River Monsters leave the BOKC

Editor’s Note: The end of this story has been changed. League President Andrew Haines contacted the reporter via email to say he does not own the River Monsters, and has no ownership stakes in the team. The part of the story with that information has been removed until further information can be obtained.

Thanks to a dust-up over salary caps last season, the Northern Kentucky River Monsters are no longer playing at The Bank of Kentucky Center – but many of the players will return.

This time, they have a different name and a different owner.

Joe Euton, who already owns the semi-professional arena football team Northern Kentucky Bulldogs, wanted to buy the team.

“We wanted to bring back the River Monsters,” Euton said. “They were a winning team. The marketing was in place and the fan base was already there.”

Euton thought he would obtain the team from owner Jill Chitwood and bring it back to the arena.

“We thought it was a done deal,” Euton said. “[Chitwood] was more than willing to work with us.

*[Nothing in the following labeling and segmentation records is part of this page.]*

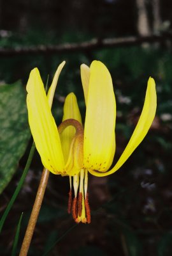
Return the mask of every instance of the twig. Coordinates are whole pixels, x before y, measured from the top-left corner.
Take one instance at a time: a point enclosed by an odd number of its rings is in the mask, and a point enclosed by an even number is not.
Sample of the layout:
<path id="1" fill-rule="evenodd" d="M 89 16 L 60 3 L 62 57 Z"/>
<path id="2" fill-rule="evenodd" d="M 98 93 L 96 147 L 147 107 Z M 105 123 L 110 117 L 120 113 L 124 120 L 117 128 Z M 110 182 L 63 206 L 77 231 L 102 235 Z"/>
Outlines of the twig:
<path id="1" fill-rule="evenodd" d="M 48 170 L 44 168 L 19 256 L 26 256 L 27 255 L 35 225 L 43 202 L 49 174 L 50 172 Z"/>
<path id="2" fill-rule="evenodd" d="M 148 36 L 129 36 L 105 39 L 92 39 L 82 43 L 66 43 L 57 45 L 39 45 L 37 46 L 18 46 L 13 48 L 0 47 L 0 56 L 11 56 L 22 54 L 54 54 L 57 52 L 70 52 L 84 51 L 99 48 L 129 46 L 140 44 L 143 42 L 154 43 L 172 40 L 172 34 L 151 35 Z"/>

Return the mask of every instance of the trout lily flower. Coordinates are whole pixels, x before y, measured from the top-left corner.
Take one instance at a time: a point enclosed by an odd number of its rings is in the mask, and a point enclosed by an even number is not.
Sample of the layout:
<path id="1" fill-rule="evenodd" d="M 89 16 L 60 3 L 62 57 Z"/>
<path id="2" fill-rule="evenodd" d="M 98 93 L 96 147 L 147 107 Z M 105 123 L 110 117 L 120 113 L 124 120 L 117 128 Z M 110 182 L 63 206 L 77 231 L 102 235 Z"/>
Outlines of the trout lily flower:
<path id="1" fill-rule="evenodd" d="M 137 125 L 122 156 L 109 170 L 116 147 L 116 103 L 110 74 L 100 61 L 94 61 L 90 68 L 81 65 L 86 104 L 84 128 L 73 93 L 66 98 L 62 122 L 57 128 L 51 107 L 64 63 L 59 66 L 47 95 L 38 68 L 31 71 L 27 84 L 29 122 L 44 167 L 54 174 L 69 177 L 68 212 L 72 212 L 76 222 L 89 223 L 88 172 L 99 177 L 113 173 L 141 142 L 155 115 L 155 84 L 154 79 L 150 77 Z"/>

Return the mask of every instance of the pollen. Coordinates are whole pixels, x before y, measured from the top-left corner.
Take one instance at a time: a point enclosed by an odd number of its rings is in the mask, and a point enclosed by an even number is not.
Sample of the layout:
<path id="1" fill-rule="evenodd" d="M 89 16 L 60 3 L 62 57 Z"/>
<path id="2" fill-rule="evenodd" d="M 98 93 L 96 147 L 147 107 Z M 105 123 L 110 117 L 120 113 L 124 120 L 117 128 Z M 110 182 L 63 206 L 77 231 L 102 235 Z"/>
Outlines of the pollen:
<path id="1" fill-rule="evenodd" d="M 68 199 L 68 213 L 72 213 L 75 221 L 77 223 L 90 223 L 90 209 L 89 204 L 88 171 L 82 169 L 80 174 L 73 177 L 75 197 L 72 199 L 71 177 L 70 178 L 70 191 Z"/>

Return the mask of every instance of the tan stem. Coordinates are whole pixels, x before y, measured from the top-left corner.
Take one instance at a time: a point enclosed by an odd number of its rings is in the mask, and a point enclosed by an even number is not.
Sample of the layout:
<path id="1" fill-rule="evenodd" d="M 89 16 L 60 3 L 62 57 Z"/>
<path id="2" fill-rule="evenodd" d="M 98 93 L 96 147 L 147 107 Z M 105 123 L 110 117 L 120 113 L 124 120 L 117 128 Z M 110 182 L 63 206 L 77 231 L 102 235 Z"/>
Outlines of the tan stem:
<path id="1" fill-rule="evenodd" d="M 49 174 L 50 172 L 47 169 L 44 168 L 19 256 L 26 256 L 27 255 L 35 225 L 42 204 Z"/>

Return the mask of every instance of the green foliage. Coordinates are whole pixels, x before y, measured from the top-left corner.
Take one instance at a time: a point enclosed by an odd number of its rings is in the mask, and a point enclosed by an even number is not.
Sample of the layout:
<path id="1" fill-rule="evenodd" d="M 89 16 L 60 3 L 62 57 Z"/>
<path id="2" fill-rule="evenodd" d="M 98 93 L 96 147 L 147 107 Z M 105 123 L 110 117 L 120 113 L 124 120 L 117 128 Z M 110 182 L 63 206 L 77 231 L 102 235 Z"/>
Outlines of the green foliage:
<path id="1" fill-rule="evenodd" d="M 1 193 L 17 170 L 30 138 L 25 95 L 20 82 L 0 86 L 0 113 Z"/>

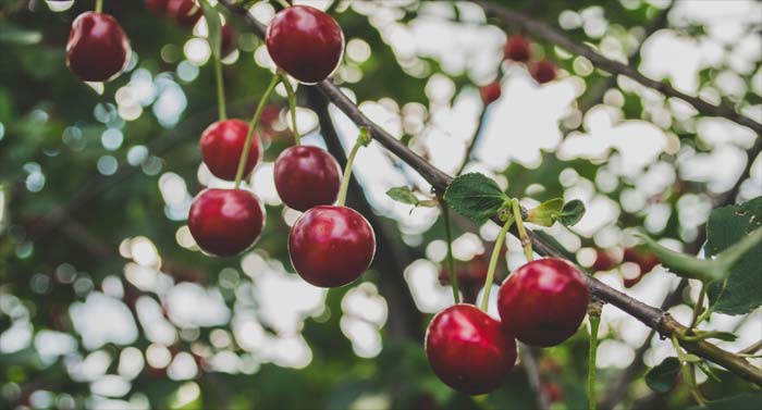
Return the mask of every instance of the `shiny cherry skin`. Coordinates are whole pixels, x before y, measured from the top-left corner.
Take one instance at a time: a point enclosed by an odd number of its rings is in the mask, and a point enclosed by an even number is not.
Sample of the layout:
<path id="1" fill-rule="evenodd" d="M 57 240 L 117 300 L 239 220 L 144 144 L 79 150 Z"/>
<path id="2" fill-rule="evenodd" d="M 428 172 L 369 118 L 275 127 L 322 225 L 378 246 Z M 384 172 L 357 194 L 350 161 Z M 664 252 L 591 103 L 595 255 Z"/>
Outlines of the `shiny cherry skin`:
<path id="1" fill-rule="evenodd" d="M 85 12 L 72 23 L 66 42 L 66 65 L 86 82 L 116 77 L 130 60 L 130 40 L 109 14 Z"/>
<path id="2" fill-rule="evenodd" d="M 235 181 L 238 161 L 246 145 L 248 124 L 241 120 L 218 121 L 201 134 L 201 157 L 209 171 L 218 178 Z M 244 165 L 244 176 L 251 173 L 261 157 L 262 145 L 257 134 L 251 136 L 251 148 Z"/>
<path id="3" fill-rule="evenodd" d="M 207 253 L 230 257 L 249 248 L 265 227 L 265 208 L 244 189 L 205 189 L 190 204 L 190 235 Z"/>
<path id="4" fill-rule="evenodd" d="M 513 60 L 520 63 L 526 63 L 529 61 L 531 55 L 531 48 L 529 40 L 524 36 L 511 36 L 508 40 L 505 41 L 505 47 L 503 48 L 503 55 L 506 60 Z"/>
<path id="5" fill-rule="evenodd" d="M 146 9 L 157 14 L 163 14 L 167 11 L 168 0 L 145 0 Z"/>
<path id="6" fill-rule="evenodd" d="M 556 346 L 577 332 L 590 300 L 585 275 L 561 259 L 524 264 L 500 287 L 506 332 L 531 346 Z"/>
<path id="7" fill-rule="evenodd" d="M 275 189 L 283 203 L 298 211 L 336 200 L 341 169 L 333 156 L 318 147 L 286 148 L 275 160 Z"/>
<path id="8" fill-rule="evenodd" d="M 288 234 L 288 256 L 296 273 L 319 287 L 357 279 L 376 253 L 368 221 L 346 207 L 320 206 L 299 216 Z"/>
<path id="9" fill-rule="evenodd" d="M 550 60 L 540 60 L 531 66 L 531 75 L 540 84 L 550 83 L 555 79 L 555 63 Z"/>
<path id="10" fill-rule="evenodd" d="M 502 94 L 503 90 L 500 87 L 500 82 L 494 82 L 479 88 L 479 96 L 481 96 L 481 102 L 483 102 L 484 105 L 497 101 Z"/>
<path id="11" fill-rule="evenodd" d="M 225 24 L 222 26 L 222 41 L 220 45 L 222 57 L 228 57 L 231 52 L 235 51 L 236 47 L 238 47 L 238 34 L 235 33 L 233 26 Z"/>
<path id="12" fill-rule="evenodd" d="M 168 0 L 167 15 L 177 25 L 193 28 L 204 15 L 204 10 L 195 0 Z"/>
<path id="13" fill-rule="evenodd" d="M 344 53 L 344 33 L 339 23 L 309 5 L 278 12 L 268 27 L 266 42 L 275 64 L 306 84 L 328 78 Z"/>
<path id="14" fill-rule="evenodd" d="M 439 312 L 426 331 L 426 357 L 447 386 L 469 395 L 497 388 L 516 363 L 516 340 L 474 305 Z"/>

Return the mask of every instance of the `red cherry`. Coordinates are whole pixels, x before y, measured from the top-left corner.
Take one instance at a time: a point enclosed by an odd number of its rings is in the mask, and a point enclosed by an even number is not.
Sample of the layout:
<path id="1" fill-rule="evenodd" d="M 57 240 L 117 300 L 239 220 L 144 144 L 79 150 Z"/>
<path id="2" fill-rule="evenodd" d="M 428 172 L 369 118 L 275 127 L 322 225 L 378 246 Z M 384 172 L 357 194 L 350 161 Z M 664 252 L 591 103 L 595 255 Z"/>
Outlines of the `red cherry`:
<path id="1" fill-rule="evenodd" d="M 497 388 L 516 363 L 516 340 L 474 305 L 439 312 L 426 331 L 426 357 L 447 386 L 469 395 Z"/>
<path id="2" fill-rule="evenodd" d="M 503 55 L 506 60 L 513 60 L 518 62 L 529 61 L 529 55 L 531 54 L 529 41 L 524 36 L 511 36 L 508 40 L 505 41 L 505 47 L 503 48 Z"/>
<path id="3" fill-rule="evenodd" d="M 296 273 L 320 287 L 346 285 L 362 274 L 376 253 L 368 221 L 346 207 L 321 206 L 305 212 L 288 234 Z"/>
<path id="4" fill-rule="evenodd" d="M 238 46 L 238 34 L 235 33 L 233 26 L 225 24 L 222 26 L 222 44 L 220 45 L 220 52 L 222 57 L 228 57 L 231 52 L 235 51 Z"/>
<path id="5" fill-rule="evenodd" d="M 503 325 L 532 346 L 561 344 L 577 332 L 590 299 L 585 275 L 561 259 L 540 259 L 503 283 L 497 310 Z"/>
<path id="6" fill-rule="evenodd" d="M 243 252 L 265 227 L 265 208 L 244 189 L 205 189 L 190 204 L 188 227 L 207 253 L 230 257 Z"/>
<path id="7" fill-rule="evenodd" d="M 146 9 L 157 14 L 163 14 L 167 11 L 168 0 L 145 0 Z"/>
<path id="8" fill-rule="evenodd" d="M 489 105 L 496 101 L 502 94 L 503 91 L 500 87 L 500 82 L 494 82 L 479 88 L 479 95 L 481 96 L 481 101 L 484 103 L 484 105 Z"/>
<path id="9" fill-rule="evenodd" d="M 333 17 L 308 5 L 283 9 L 270 23 L 267 50 L 275 64 L 299 82 L 328 78 L 344 53 L 344 34 Z"/>
<path id="10" fill-rule="evenodd" d="M 201 134 L 201 157 L 209 171 L 225 181 L 234 181 L 238 161 L 246 145 L 248 124 L 241 120 L 218 121 L 207 127 Z M 244 166 L 244 176 L 259 162 L 262 151 L 257 134 L 251 136 L 251 148 Z"/>
<path id="11" fill-rule="evenodd" d="M 182 27 L 193 28 L 202 14 L 194 0 L 167 0 L 167 15 Z"/>
<path id="12" fill-rule="evenodd" d="M 285 149 L 275 160 L 274 175 L 281 200 L 298 211 L 331 204 L 339 195 L 339 163 L 333 156 L 318 147 Z"/>
<path id="13" fill-rule="evenodd" d="M 540 84 L 555 79 L 555 64 L 549 60 L 541 60 L 531 66 L 532 77 Z"/>
<path id="14" fill-rule="evenodd" d="M 85 12 L 72 23 L 66 42 L 66 65 L 86 82 L 116 77 L 130 60 L 130 40 L 109 14 Z"/>

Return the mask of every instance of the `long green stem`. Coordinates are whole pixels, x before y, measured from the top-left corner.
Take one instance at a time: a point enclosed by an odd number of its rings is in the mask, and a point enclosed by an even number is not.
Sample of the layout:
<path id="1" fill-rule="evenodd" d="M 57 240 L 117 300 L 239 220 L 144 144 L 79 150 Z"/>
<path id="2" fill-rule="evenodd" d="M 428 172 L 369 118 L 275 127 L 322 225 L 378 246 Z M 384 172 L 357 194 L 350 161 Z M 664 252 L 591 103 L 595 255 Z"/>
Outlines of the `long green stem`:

She gave us a fair price.”

However, the deal came to a halt when there was an issue with fines the league tried to impose on the River Monsters for going over the weekly player salary cap in the previous season.

The league’s operations manual said teams would operate under a salary cap, but did not give the limit.

According to court documents, league President Andrew Haines sent an email May 11 notifying team owners the salary cap amount had been set and was in effect as of May 16.

At the time the email was sent, the River Monsters had a 11-1 record with only two regular-season games left.

The River Monsters finished the season with an 11-3 record and in first place.

Chitwood paid her players a $50 bonus for each game they won.

When the new rule went into effect, it put Chitwood in violation of the salary cap. The league imposed a fine of $8,250 and dropped the River Monsters from first to fourth place.

The team still competed in the playoffs, but because they were dropped to fourth place, they were not allowed to host a playoff game, taking away potential revenue.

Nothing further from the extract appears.